While remaining on the higher band, international crude oil prices have seen some slippage in recent weeks as demand from China slumps amid rising COVID cases. Asthe global cases for COVID see a downward trend overall, cases in China have been rising and the economy is buckling under a lockdown under its ‘zero-Covid’ policy– resulting in demand destruction. 46 cities in China are under lockdown. Being one of the largest oil consumers in the world, the dent in demand has pushed crude oil prices a bit down amid otherwise price bullish sentiments.
Recently, international crude oil prices plummeted over demand concerns from China as well as the anticipation of global recession and rise in inventory. In its latest demand outlook, the IEA has kept its global oil demand forecast unchanged for this year, but also warned that lengthy pandemic lockdowns in China and growing international restrictions on Russia could weigh on global demand in the short term. On the other hand, OPEC has cut its demand forecast for 2022 in its latest demand outlook due to Ukraine’s invasion as well as surging Covid cases in China. P Morgan too has lowered its global demand forecast for 2022 by one million barrels per day (bpd) on account of higher oil prices, weakening growth outlook and intensifying geopolitical confrontations.

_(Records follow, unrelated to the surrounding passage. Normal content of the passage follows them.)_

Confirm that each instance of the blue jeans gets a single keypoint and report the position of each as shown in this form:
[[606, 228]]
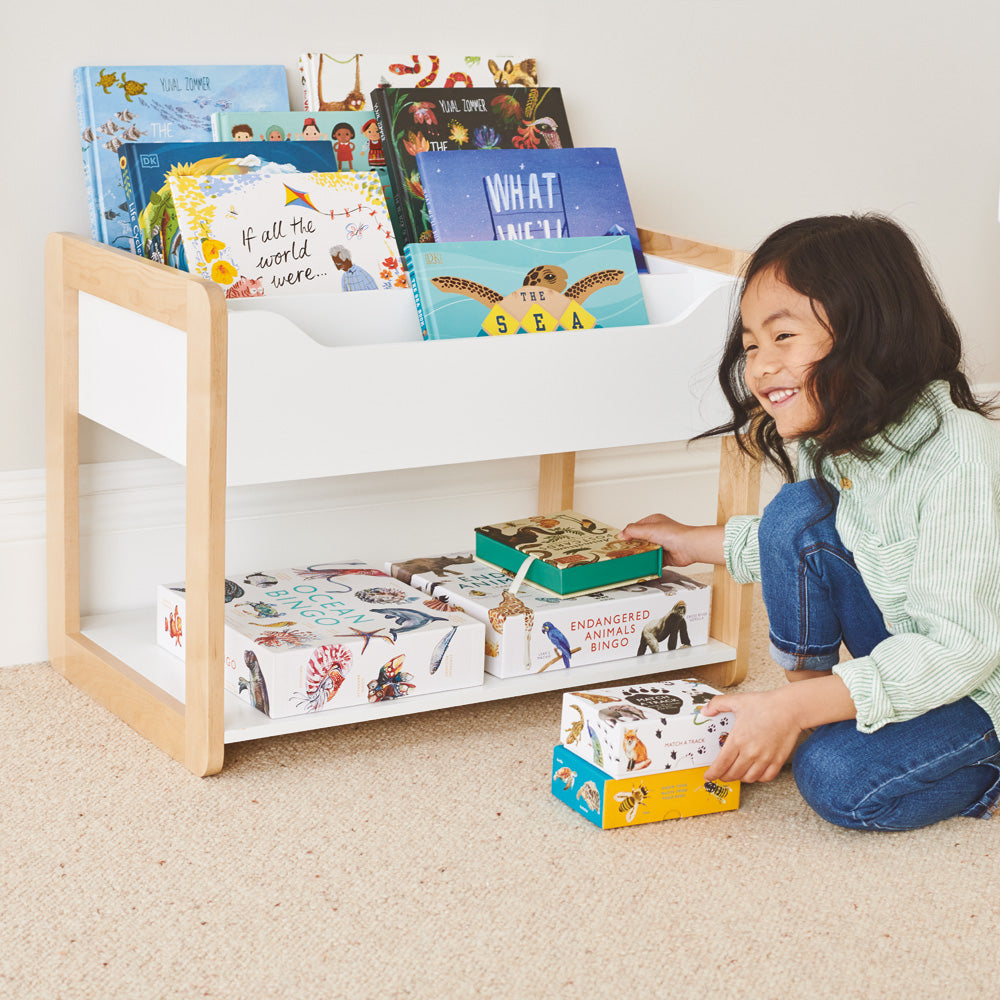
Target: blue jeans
[[905, 775]]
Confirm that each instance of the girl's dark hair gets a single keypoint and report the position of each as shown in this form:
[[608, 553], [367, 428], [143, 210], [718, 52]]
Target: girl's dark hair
[[892, 335]]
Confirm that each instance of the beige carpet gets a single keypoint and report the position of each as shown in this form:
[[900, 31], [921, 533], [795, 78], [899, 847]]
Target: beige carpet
[[426, 857]]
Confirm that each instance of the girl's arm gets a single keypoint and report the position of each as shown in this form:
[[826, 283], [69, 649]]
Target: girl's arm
[[683, 544], [768, 723]]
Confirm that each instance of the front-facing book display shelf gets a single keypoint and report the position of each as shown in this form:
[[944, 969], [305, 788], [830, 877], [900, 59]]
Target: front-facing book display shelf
[[109, 314]]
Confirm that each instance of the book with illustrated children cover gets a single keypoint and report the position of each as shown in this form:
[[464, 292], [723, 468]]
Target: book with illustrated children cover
[[342, 82], [514, 194], [279, 234], [494, 288], [413, 121], [569, 553], [146, 167], [353, 134], [118, 105]]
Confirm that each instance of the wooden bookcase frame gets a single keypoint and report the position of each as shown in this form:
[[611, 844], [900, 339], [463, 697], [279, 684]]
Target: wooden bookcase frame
[[193, 731]]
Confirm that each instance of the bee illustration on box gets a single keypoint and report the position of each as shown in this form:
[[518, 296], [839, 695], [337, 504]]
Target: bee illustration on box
[[566, 776], [629, 802], [719, 791], [589, 796], [542, 304]]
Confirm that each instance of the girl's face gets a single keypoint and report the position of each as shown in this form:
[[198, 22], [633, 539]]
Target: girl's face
[[783, 339]]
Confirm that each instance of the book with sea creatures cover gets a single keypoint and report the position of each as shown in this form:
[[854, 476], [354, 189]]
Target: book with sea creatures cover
[[124, 104]]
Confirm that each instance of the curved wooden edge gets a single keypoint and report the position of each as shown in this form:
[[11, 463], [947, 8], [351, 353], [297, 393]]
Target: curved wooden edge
[[679, 248], [193, 733]]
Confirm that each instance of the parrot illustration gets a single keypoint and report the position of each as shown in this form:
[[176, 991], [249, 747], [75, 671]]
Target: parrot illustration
[[558, 640]]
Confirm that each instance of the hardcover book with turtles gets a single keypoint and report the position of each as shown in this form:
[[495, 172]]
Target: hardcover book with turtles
[[567, 553], [147, 166], [529, 631], [285, 234], [342, 82], [486, 288], [515, 194], [330, 635], [118, 105], [412, 121]]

Though the oil prices have been showing their capricious nature in recent weeks, the backdrop however continues to remain bullish for crude oil. Despite strong volatility, prices remain on the higher side. Since prices of crude oil are already high, they will skyrocket in case China lifts Covid-19 lockdown restrictions and Europe finally boycotts Russian oil imports. China has already beckoned the ending of the strict lockdown as soon as this month only. This would certainly give a push to the demand coming from mobility and transportation. And then, there are now increased chances that the EU will ban Russian oil too this month, which will increase demand and hence prices.
Oil prices may have fallen recently as highlighted above, but that does not bring home any good news. Fixed prices of petroleum products and the subsidy is wreaking havoc in Pakistan. With a bullish outlook for prices, and a deadlock over petroleum subsidy and price only jeopardizes the country’s fall further into the abyss.